Aan de orde is de stemming over het wetsvoorstel Regels inzake een vergunningstelsel met betrekking tot activiteiten die van invloed zijn op de fysieke leefomgeving en inzake handhaving van regelingen op het gebied van de fysieke leefomgeving (Wet algemene bepalingen omgevingsrecht) (30844), en over:

- de motie-Huijbregts-Schiedon c.s. inzake de afwijzing van de verplichting tot het instellen van regionale omgevingsdiensten (30844, letter I).
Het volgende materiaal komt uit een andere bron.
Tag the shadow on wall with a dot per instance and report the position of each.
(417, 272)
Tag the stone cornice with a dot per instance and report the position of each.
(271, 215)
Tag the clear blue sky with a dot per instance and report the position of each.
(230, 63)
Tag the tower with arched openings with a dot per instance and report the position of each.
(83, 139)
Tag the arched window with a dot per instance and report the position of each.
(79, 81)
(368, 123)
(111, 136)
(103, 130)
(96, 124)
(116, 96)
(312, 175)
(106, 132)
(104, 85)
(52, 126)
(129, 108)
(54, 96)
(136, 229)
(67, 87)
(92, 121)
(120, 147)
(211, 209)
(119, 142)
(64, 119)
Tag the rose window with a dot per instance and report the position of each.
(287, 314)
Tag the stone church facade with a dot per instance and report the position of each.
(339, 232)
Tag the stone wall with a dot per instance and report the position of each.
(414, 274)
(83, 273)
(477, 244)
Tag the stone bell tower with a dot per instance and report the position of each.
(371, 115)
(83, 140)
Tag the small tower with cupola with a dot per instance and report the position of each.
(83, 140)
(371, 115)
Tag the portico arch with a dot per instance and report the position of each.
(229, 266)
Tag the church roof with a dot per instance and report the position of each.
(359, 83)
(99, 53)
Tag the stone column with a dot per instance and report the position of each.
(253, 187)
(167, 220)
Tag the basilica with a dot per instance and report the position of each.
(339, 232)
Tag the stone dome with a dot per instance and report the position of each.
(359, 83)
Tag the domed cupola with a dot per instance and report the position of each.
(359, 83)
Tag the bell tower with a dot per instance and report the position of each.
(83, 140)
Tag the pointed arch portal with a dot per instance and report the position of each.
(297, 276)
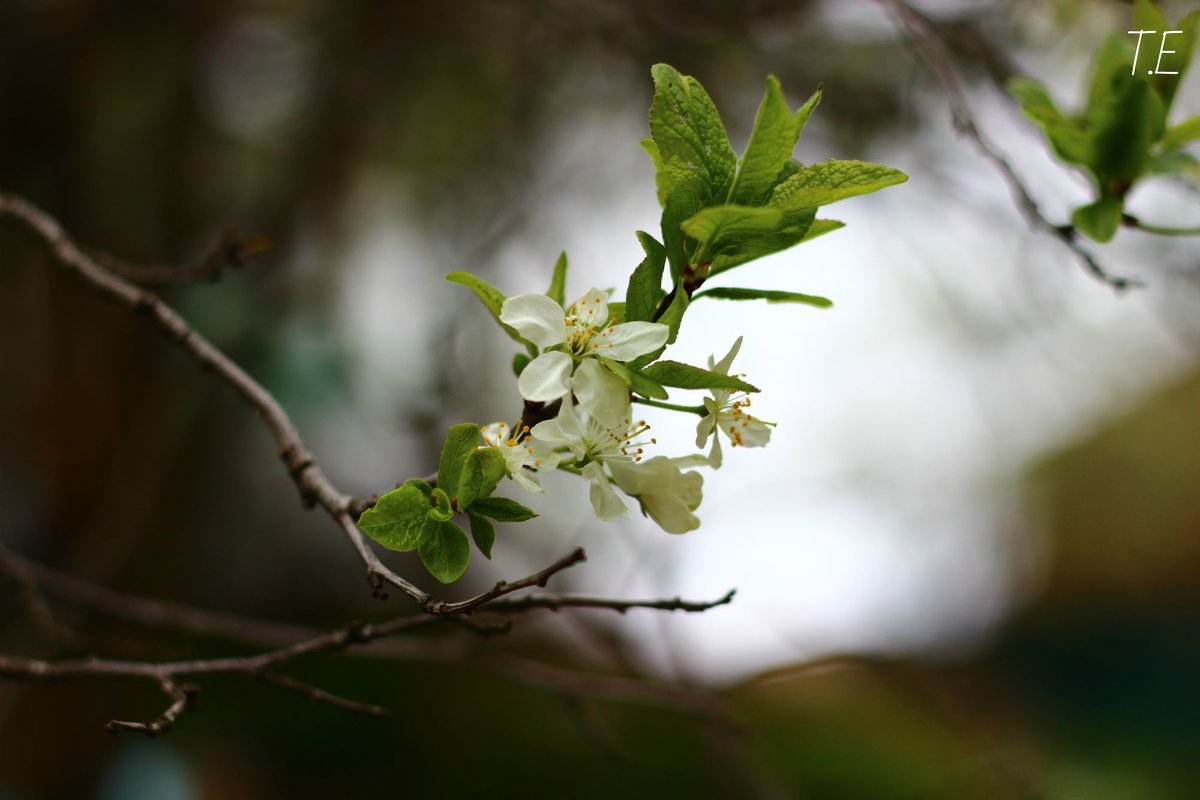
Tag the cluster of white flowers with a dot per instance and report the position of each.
(594, 433)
(Zie vergadering van 28 oktober 2008.)

De voorzitter:

Ik geef gelegenheid tot het afleggen van een stemverklaring vooraf.
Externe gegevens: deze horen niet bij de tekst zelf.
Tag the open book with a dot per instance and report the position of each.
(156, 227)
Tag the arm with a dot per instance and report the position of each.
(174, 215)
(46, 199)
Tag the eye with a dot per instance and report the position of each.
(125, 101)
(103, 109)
De heer Laurier (GroenLinks):

Voorzitter. Namens mijn fractie heb ik vorige week gevraagd om een moment voor fractieoverleg. Wij constateren dat wij over de Wabo een goed en intensief debat hebben gehad. Wij hebben in onze termijn gezegd de in de wet geformuleerde doelstellingen sympathiek te vinden. In het debat zijn een aantal punten verhelderd en een aantal zaken doorverwezen naar wetgeving die nog zal komen. Op grond daarvan heeft mijn fractie besloten om onze steun aan dit wetsvoorstel niet te onthouden. Dat is echter geen garantie dat wij bij de volgende voorstellen, wanneer die zullen komen, weer die steun zullen verlenen. Dat zal sterk afhankelijk zijn van de zaken die daarin geregeld zullen worden.
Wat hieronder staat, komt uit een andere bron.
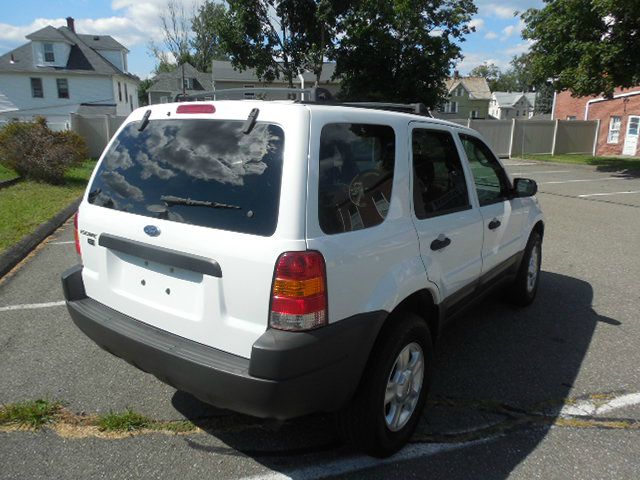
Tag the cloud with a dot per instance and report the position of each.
(133, 23)
(477, 23)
In stemming komt het wetsvoorstel.

De voorzitter:

Ik constateer dat dit wetsvoorstel met algemene stemmen is aangenomen.

De aanwezige leden van de fractie van de SP wordt conform artikel 121 van het Reglement van Orde aantekening verleend dat zij geacht willen worden, zich niet met het wetsvoorstel te hebben kunnen verenigen.

In stemming komt de motie-Huijbregts-Schiedon c.s. (30844, letter I).

De voorzitter:

Ik geef gelegenheid tot het afleggen van een stemverklaring vooraf.

De heer Janse de Jonge (CDA):

Mevrouw de voorzitter. Wij zijn het eens met de overwegingen en het dictum van de motie. Wij hadden wat twijfels over de inzet van de minister van VROM naar aanleiding van haar expliciete uitspraken op de zogenoemde Wabo-dag, op 25 september jongstleden. Wij trachtten daarover in tweede termijn duidelijkheid te krijgen van de minister. Die hebben wij niet gekregen. Wij onderkennen dat er mogelijkheden zijn voor kwaliteitsverbetering op het gebied van handhaving en toezicht. De verantwoordelijkheid hiervoor ligt primair bij provincies en gemeenten. Verder is de inzet voor de kwalitatieve verbetering van handhaving en toezicht op decentraal en rijksniveau van groot belang, zie de VROM-inspectie. Op basis van deze argumenten zullen wij voor de motie stemmen.

De voorzitter:

Ik constateer dat deze motie met algemene stemmen is aangenomen.